Mobile saturation of childhood
Of the 12- to 17-year-olds living in the United States, 95 percent use the Internet, 93 percent have access to a computer at home, and 71 percent of teens with a computer at home share it with other family members – the biggest explanation, probably, for why teens’ Net use has gotten so mobile. It allows them to keep their connectivity personal.
- Devices used: 78 percent of teens now have a cellphone, and 47 percent of those devices are smart phones – which means that more than a third of all US teens (37 percent) have smart phones, up from 23 percent two years ago. Almost a quarter (23 percent) of teens have a tablet computer.
- Mobile access: 74 percent of teens access the Net on cellphones, tablets, and other mobile devices at least occasionally.
- Mostly mobile access: A quarter (25 percent) of teens are “cell-mostly”, meaning they mostly go online using their phone and not using some other device such as a desktop or laptop computer. Of adults, 15 percent identified as cell-mostly and “among teen smart phone owners, half are cell-mostly.”
- Older girls are even more mobile: More than a third (34 percent) of girls ages 14 to 17 go online mostly by cellphone, compared to a quarter (24 percent) of boys ages 14 to 17 (they use Xbox Live more, I figure, but this is purely anecdotal!). Pew says the gender discrepancy is “notable since boys and girls are equally likely to be smart phone owners,” bearing out, I think, the theory that cellphone use is very individual. “Among older teen girls who are smart phone owners, 55 percent say they use the Internet mostly from their phone.”

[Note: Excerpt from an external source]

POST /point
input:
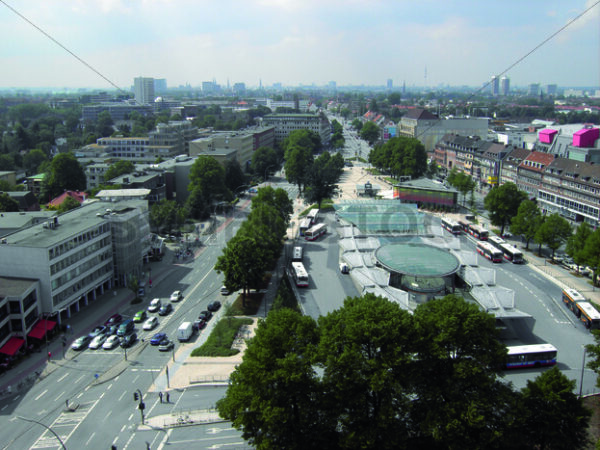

Mobile digital divide narrower
Pew found that teens in “lower-income and lower-education households are still less likely to use the Internet” – mobile or wired – but they are “just as likely and in some cases more likely than those living in higher income and more highly educated households” to be cell-mostly with their Internet access.
So we might extrapolate that the mobile platform is narrowing the digital divide in the US the way it is between developed and developing countries.
Here are some digital-divide data points:
- 89 percent of teens living in households earning under $30,000 per year use the Internet, compared to ...
- 99 percent of teens in households earning $75,000+ per year.
- 30 percent of teens in households earning under $30,000 per year are cell-mostly Net users, compared with ...
- 14 percent of teens in households earning $50,000-74,999 per year and ...
- 24 percent living in households earning $75,000+ per year (the last three points probably indicate the most free-flowing access on any and all devices).
*We probably need more research on what the right conditions are for children to develop their internal guidance system in the digital age, but we have plenty on child development, at-risk youth, and parenting – and a diversity of perspectives on moral development. But I suspect that most children have reasonably useful external conditions and largely unacknowledged inner resources for healthy, meaningful participation in community online and offline.